Jellyfish : grace in the current

Thom Robbins | Story & pictures

Gliding through the green summer currents of the Salish Sea, jellyfish seem to exist somewhere between matter and myth—elegant, translucent, and suspended in a world shaped by light and movement. Though often dismissed as pests or feared for their sting, these gelatinous invertebrates are a vital and beautiful part of the Salish Sea’s marine ecology, especially during the warmer months.
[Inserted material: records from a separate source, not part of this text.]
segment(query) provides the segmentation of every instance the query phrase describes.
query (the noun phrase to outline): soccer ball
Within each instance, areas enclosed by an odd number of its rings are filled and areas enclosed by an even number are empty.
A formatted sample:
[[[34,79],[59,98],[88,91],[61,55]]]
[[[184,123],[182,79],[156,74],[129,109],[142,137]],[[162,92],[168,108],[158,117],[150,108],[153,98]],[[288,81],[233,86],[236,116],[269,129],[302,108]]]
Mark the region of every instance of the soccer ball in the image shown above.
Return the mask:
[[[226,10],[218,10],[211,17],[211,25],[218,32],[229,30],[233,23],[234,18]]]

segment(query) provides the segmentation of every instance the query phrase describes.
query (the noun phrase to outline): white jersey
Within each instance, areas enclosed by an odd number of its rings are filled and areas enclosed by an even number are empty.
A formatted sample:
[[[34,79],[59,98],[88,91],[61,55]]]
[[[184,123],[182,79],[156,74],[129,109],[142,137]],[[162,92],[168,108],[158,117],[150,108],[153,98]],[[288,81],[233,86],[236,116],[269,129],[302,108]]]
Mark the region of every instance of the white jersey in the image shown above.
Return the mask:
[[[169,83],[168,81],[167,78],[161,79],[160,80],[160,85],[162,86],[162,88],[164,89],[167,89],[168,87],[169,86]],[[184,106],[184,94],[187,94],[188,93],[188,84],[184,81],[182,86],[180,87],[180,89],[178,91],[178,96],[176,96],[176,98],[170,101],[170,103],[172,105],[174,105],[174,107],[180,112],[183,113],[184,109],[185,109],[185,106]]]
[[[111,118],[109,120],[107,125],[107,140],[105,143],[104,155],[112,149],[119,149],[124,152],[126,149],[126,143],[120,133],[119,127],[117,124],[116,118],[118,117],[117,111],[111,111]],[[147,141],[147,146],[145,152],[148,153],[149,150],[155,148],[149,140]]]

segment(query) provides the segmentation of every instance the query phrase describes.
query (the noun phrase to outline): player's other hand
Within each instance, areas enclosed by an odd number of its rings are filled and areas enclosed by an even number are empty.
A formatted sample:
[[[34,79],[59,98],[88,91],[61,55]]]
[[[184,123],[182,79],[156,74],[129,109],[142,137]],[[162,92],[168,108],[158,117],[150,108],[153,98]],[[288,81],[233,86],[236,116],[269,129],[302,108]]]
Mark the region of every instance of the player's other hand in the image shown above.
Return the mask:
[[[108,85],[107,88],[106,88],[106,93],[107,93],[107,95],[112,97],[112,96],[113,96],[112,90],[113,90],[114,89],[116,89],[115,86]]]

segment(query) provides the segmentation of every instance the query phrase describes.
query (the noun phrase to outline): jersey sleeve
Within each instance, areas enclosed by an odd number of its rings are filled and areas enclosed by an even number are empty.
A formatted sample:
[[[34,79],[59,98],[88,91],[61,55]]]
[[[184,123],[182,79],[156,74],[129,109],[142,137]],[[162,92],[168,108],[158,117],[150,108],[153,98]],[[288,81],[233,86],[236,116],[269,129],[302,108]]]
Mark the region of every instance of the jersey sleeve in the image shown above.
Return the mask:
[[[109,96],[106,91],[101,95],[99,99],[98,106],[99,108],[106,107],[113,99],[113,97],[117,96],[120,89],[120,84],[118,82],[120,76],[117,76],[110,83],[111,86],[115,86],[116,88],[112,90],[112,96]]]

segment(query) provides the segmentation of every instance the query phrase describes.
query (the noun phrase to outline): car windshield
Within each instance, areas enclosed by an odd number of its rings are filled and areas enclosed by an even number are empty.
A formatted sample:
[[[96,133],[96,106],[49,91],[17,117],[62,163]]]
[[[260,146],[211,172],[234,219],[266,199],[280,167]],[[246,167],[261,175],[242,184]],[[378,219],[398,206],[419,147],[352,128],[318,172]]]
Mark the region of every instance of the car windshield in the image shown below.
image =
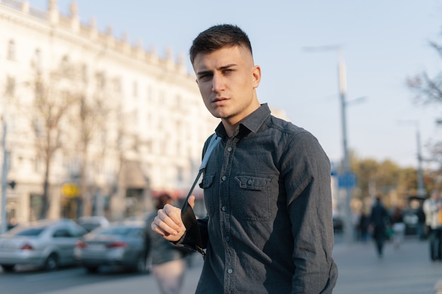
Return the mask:
[[[38,228],[17,228],[11,230],[8,235],[23,236],[37,236],[46,228],[45,226]]]
[[[129,228],[124,226],[117,226],[113,228],[107,228],[100,230],[95,233],[96,235],[127,235],[135,231],[139,230],[137,228]]]

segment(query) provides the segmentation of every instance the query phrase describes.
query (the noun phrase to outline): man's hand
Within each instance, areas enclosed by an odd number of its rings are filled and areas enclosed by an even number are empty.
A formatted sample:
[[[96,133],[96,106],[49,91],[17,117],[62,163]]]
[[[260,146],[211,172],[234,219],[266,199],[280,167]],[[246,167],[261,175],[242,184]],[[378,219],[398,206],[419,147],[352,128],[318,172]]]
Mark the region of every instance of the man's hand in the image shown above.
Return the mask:
[[[195,196],[189,198],[189,204],[193,208]],[[170,204],[166,204],[162,209],[158,210],[150,227],[154,232],[172,242],[178,241],[186,233],[186,227],[181,218],[181,209]]]

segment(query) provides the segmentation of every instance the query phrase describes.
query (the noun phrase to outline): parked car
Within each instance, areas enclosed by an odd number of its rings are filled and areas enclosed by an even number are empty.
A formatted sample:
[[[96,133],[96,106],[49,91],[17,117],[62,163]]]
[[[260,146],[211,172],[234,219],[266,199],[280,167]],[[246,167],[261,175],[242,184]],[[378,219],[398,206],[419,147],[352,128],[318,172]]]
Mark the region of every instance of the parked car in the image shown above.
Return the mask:
[[[47,270],[73,265],[73,248],[86,233],[71,219],[45,219],[19,225],[0,235],[0,265],[6,271],[13,271],[16,264]]]
[[[77,223],[83,227],[88,232],[100,228],[109,226],[109,221],[104,216],[80,216],[77,220]]]
[[[344,221],[340,216],[333,216],[333,231],[342,233],[344,231]]]
[[[143,221],[124,221],[88,233],[74,249],[77,263],[89,272],[95,272],[104,265],[145,271],[145,228]]]

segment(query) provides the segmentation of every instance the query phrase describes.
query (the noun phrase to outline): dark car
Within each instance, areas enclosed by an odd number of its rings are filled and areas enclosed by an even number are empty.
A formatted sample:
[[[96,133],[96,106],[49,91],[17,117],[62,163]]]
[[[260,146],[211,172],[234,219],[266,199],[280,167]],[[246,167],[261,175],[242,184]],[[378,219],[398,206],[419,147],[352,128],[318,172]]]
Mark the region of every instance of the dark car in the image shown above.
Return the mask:
[[[74,250],[77,263],[89,272],[104,265],[145,272],[145,227],[143,221],[124,221],[96,228],[78,242]]]
[[[333,231],[342,233],[344,231],[344,221],[340,216],[333,216]]]
[[[40,220],[20,225],[0,236],[0,265],[11,271],[16,264],[53,270],[75,264],[73,248],[86,231],[71,219]]]

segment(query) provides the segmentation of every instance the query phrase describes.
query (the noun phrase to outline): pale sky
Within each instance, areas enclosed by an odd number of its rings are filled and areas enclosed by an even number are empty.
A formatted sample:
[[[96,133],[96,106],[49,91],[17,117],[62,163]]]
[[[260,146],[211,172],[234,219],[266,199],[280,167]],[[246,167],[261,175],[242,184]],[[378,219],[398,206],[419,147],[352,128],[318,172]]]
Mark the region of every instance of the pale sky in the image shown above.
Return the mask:
[[[47,8],[47,0],[29,2]],[[58,0],[64,14],[71,2]],[[347,107],[348,146],[359,158],[416,167],[414,122],[424,157],[426,142],[442,138],[434,123],[442,116],[442,105],[414,104],[405,85],[407,77],[424,71],[433,77],[442,71],[442,60],[429,46],[429,41],[442,44],[442,0],[76,3],[83,23],[93,17],[100,31],[111,25],[117,37],[126,32],[131,43],[141,39],[146,50],[153,47],[164,56],[171,48],[177,58],[184,54],[186,60],[201,31],[220,23],[238,25],[249,35],[255,63],[261,67],[260,102],[285,110],[292,122],[311,132],[333,161],[342,157],[338,51],[309,52],[305,47],[340,46],[347,100],[366,97]]]

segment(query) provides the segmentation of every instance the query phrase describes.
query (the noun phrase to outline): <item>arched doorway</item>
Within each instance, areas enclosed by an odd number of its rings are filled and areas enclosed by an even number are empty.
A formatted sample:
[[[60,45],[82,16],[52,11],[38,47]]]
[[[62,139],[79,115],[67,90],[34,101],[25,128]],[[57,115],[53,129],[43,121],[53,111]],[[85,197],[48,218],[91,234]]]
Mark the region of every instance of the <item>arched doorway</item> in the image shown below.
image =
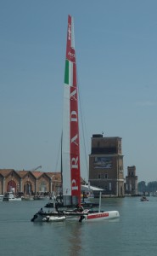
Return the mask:
[[[46,184],[46,182],[42,181],[41,183],[40,183],[40,187],[39,187],[39,192],[41,193],[44,193],[44,192],[47,192],[47,184]]]
[[[14,180],[10,180],[8,183],[7,192],[14,192],[16,193],[16,183]]]
[[[26,195],[31,195],[32,191],[32,186],[31,183],[26,183],[24,186],[24,191]]]

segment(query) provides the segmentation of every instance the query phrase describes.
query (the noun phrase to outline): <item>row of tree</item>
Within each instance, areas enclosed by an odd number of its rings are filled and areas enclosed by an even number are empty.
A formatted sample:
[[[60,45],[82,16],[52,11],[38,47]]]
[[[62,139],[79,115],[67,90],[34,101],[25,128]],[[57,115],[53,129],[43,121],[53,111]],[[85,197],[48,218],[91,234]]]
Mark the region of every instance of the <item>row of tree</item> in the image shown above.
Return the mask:
[[[142,181],[137,184],[138,192],[152,192],[157,191],[157,181],[153,181],[146,183],[146,182]]]

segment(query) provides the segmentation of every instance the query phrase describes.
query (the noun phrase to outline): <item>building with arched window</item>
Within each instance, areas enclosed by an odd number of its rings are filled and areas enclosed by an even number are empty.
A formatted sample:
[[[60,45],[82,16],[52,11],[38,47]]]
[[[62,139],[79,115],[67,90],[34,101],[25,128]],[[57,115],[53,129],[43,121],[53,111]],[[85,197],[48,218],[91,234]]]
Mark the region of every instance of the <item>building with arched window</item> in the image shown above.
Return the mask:
[[[81,183],[85,183],[82,179]],[[60,172],[0,169],[0,195],[11,191],[25,195],[52,194],[53,191],[58,195],[61,190]]]

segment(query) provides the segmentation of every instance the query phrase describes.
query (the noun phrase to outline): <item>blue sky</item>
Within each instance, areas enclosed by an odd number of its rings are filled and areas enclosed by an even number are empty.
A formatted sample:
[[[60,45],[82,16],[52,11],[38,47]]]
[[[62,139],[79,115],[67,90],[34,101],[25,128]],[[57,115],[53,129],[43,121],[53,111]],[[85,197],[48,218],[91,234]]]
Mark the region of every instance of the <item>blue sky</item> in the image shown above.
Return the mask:
[[[60,169],[70,14],[87,161],[104,131],[122,137],[125,176],[157,180],[156,12],[155,0],[0,1],[0,168]]]

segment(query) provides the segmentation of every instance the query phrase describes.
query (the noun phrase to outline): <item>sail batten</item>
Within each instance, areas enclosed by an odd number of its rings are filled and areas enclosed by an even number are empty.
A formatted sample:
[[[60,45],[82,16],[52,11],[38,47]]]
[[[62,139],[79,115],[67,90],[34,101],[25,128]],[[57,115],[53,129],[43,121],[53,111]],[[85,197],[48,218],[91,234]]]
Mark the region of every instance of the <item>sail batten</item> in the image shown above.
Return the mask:
[[[63,119],[64,204],[81,202],[78,90],[73,18],[68,16]]]

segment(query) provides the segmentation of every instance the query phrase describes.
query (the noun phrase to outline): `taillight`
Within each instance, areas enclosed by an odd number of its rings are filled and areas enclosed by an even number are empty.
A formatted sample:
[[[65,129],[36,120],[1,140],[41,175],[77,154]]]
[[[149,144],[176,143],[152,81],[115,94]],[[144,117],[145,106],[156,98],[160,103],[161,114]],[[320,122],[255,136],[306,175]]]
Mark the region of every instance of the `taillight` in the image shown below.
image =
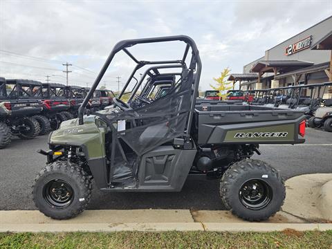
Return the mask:
[[[8,111],[12,109],[12,104],[10,102],[5,102],[5,107],[7,108]]]
[[[302,120],[299,124],[299,135],[302,138],[306,135],[306,120]]]

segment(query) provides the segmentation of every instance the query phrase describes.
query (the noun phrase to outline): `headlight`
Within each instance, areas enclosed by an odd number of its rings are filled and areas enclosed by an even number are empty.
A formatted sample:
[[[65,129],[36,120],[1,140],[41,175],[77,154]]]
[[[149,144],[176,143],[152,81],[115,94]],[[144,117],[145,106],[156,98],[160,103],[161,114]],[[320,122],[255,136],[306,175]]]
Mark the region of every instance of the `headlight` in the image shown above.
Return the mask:
[[[95,125],[97,125],[98,127],[107,127],[107,124],[106,123],[106,122],[101,120],[100,118],[96,118],[95,119]]]

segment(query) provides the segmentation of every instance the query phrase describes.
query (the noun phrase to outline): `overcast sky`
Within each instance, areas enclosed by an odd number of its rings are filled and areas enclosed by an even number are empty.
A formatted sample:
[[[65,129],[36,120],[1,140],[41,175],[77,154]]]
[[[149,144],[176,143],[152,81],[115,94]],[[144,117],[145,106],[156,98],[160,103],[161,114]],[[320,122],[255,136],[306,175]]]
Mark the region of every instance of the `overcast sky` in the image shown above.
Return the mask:
[[[187,35],[200,50],[205,90],[224,68],[241,73],[266,49],[331,15],[332,0],[0,0],[0,76],[45,82],[49,75],[65,83],[62,63],[68,62],[69,83],[91,85],[117,42]],[[138,50],[138,59],[175,53],[155,48]],[[120,57],[102,84],[117,90],[116,77],[123,82],[131,66]]]

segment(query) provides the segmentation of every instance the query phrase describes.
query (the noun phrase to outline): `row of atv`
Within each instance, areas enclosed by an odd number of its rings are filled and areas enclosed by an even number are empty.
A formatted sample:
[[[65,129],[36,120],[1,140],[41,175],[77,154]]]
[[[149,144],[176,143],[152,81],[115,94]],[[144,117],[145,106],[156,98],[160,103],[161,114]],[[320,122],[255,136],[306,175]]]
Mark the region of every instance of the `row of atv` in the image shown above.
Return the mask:
[[[332,82],[326,82],[241,92],[243,96],[252,96],[246,104],[302,111],[308,126],[332,132],[332,99],[323,98],[331,86]]]
[[[89,89],[57,83],[0,77],[0,149],[12,136],[33,139],[76,118]],[[111,103],[113,92],[96,90],[88,107],[93,111]]]

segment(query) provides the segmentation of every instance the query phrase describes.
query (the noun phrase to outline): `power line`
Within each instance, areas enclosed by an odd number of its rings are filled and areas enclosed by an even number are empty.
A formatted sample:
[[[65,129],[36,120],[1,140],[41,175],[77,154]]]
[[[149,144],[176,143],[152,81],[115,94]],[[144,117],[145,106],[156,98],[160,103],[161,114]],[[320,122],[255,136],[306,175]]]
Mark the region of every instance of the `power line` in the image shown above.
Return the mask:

At least 10 known species of jellyfish (Class Scyphozoa and Hydrozoa) are commonly found in the Salish Sea. However, the exact number varies depending on seasonal conditions and depth. The region also hosts a variety of hydromedusae, small jellyfish-like organisms from the class Hydrozoa and ctenophores (comb jellies), which are not true jellyfish but are often seen alongside them.

In the summer, diving in the Salish Sea isn’t about crystal-clear views but seeing what moves through the murk. As the surface waters warm, sunlight and nutrients combine to spark massive phytoplankton and algae blooms. These microscopic organisms flourish in the long daylight hours, turning the water cloudy green and dramatically reducing visibility.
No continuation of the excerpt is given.